I can feel Charlie stiffen in my arms as she stares at the blank card on the table. I shove back from the table and pull Charlie up. “This is ridiculous,” I say loudly, accidentally knocking my chair over.
I’m not pissed that the woman is trying to scare us. It’s her job. I’m pissed because she’s actually scaring Charlie, yet she’s keeping up this ridiculous façade.
I take Charlie’s face in my hands and look her in the eyes. “She planted that card to scare you, Charlie. This is all bullshit.” I take both her hands and begin to turn her toward the exit.
“There are no blank cards in my tarot deck,” the woman says.
I pause in my tracks and turn around to face her. Not because of what she said, but because of the way she said it. She sounded scared.
Scared for us?
I close my eyes and exhale. She’s an actress, Silas. Calm your shit.
I push open the door and pull Charlie outside. I don’t stop walking until we’re around the building and on another street. When we’re away from the store and away from the damn flickering of the sign, I stop walking and pull her against me. She wraps her arms around my waist and buries her head against my chest.
“Forget all of that,” I say, rubbing my hand in reassuring circles over her back. “Fortune-telling, tarot readings…it’s ridiculous, Charlie.”
She pulls her face from my shirt and looks up at me. “Yeah. Ridiculous like the both of us waking up at school with no memory of who we are?”
I close my eyes and pull away from her. I run my hands through my hair, the frustration from the day catching up to me. I can make light of it all with my jokes. I can dismiss her theories—from tarot readings to fairy tales—simply because it doesn’t make sense to me. But she’s right. None of this makes sense. And the more we try to uncover the mystery, the more I feel like we’re wasting our damn time.
His lips fold in and he shakes his head. He wants out of here. I can feel his edginess.
“Maybe we should go back and ask her more detailed questions,” I suggest.
“No way,” he says. “I’m not entertaining that again.” He starts to walk away, and I consider going back in there myself. I’m just about to take my first step toward the shop when the “Open” sign in the window turns off. The shop is in sudden darkness. I chew on the inside of my cheek. I could come back when Silas isn’t around. Maybe she’d talk to me more.
“Charlie!” he calls.
I run after him until we’re walking side by side again. We can see our breath as we walk. When did it get this cold? I rub my hands together.
“I’m hungry,” I say.
“You’re always hungry. I’ve never seen someone so small eat so much.”

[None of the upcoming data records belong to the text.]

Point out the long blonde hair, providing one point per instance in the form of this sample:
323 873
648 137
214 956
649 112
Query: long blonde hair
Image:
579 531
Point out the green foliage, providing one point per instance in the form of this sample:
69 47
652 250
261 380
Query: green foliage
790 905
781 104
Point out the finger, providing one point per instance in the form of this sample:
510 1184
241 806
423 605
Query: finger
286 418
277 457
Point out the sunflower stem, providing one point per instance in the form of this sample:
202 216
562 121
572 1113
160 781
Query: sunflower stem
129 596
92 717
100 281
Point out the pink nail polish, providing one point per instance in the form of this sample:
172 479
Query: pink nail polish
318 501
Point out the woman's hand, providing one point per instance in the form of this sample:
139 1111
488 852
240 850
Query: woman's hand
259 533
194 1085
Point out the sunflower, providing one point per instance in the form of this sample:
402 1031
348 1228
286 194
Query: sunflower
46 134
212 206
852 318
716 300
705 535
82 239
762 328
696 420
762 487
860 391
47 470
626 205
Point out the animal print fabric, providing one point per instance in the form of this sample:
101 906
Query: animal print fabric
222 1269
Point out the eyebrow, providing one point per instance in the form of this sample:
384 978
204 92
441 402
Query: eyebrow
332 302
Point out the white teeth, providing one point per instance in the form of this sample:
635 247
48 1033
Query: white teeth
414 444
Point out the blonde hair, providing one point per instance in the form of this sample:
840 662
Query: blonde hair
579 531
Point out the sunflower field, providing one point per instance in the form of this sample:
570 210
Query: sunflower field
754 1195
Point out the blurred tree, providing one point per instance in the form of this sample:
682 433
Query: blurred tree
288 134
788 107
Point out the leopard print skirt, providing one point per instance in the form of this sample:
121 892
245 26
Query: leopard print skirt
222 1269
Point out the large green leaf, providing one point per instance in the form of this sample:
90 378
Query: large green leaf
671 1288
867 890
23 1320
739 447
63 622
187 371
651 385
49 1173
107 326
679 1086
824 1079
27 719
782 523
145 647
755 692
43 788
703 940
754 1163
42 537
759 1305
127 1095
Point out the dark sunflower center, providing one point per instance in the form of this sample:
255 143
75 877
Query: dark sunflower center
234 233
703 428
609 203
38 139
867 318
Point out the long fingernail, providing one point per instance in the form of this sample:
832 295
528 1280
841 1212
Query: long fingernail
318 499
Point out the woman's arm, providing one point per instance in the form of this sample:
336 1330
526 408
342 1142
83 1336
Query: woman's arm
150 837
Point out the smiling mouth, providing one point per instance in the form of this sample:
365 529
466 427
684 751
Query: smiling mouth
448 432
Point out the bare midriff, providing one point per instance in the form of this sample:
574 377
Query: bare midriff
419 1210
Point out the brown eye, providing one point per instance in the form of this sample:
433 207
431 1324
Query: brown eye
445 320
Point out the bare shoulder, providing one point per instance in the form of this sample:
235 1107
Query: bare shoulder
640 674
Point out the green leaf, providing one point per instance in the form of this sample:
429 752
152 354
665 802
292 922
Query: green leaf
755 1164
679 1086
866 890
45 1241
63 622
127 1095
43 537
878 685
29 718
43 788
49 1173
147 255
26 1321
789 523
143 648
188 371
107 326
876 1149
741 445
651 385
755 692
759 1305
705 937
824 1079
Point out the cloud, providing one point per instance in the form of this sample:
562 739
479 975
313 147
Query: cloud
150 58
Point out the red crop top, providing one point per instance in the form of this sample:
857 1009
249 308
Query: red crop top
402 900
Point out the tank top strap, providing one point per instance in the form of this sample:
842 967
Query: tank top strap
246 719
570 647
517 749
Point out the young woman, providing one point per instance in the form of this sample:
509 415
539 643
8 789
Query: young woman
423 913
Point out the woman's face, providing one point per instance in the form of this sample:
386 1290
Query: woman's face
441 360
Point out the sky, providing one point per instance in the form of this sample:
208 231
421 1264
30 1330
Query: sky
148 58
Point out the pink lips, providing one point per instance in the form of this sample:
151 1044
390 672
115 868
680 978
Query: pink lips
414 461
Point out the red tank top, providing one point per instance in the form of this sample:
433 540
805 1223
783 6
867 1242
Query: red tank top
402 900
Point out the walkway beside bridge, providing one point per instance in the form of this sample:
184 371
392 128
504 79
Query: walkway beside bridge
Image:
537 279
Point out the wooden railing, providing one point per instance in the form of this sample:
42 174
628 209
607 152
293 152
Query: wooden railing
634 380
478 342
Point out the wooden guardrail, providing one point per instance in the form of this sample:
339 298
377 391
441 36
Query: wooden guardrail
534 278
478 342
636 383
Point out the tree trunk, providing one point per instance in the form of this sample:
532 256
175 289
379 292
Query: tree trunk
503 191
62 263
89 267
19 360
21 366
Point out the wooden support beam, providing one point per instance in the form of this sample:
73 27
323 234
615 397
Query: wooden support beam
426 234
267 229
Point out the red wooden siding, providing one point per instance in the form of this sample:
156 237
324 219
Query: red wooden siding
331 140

He doesn’t offer to feed me this time, so I continue to walk beside him. “What just happened back there?” I ask. I’m trying to make a joke of it, but my stomach feels funny.
“Someone tried to scare us. That’s it.”
I look up at Silas. Mostly everything together except those shoulders, which are tense. “But what if she’s right? What if there weren’t any blank cards in her tarot deck?”
“No,” he says. “Just no.”
I bite my lip and sidestep a man dancing backward down the sidewalk.
“I don’t understand how you can dismiss something so easily, considering our circumstances,” I say from between my teeth. “Don’t you think—”
“Why don’t we talk about something else,” Silas says.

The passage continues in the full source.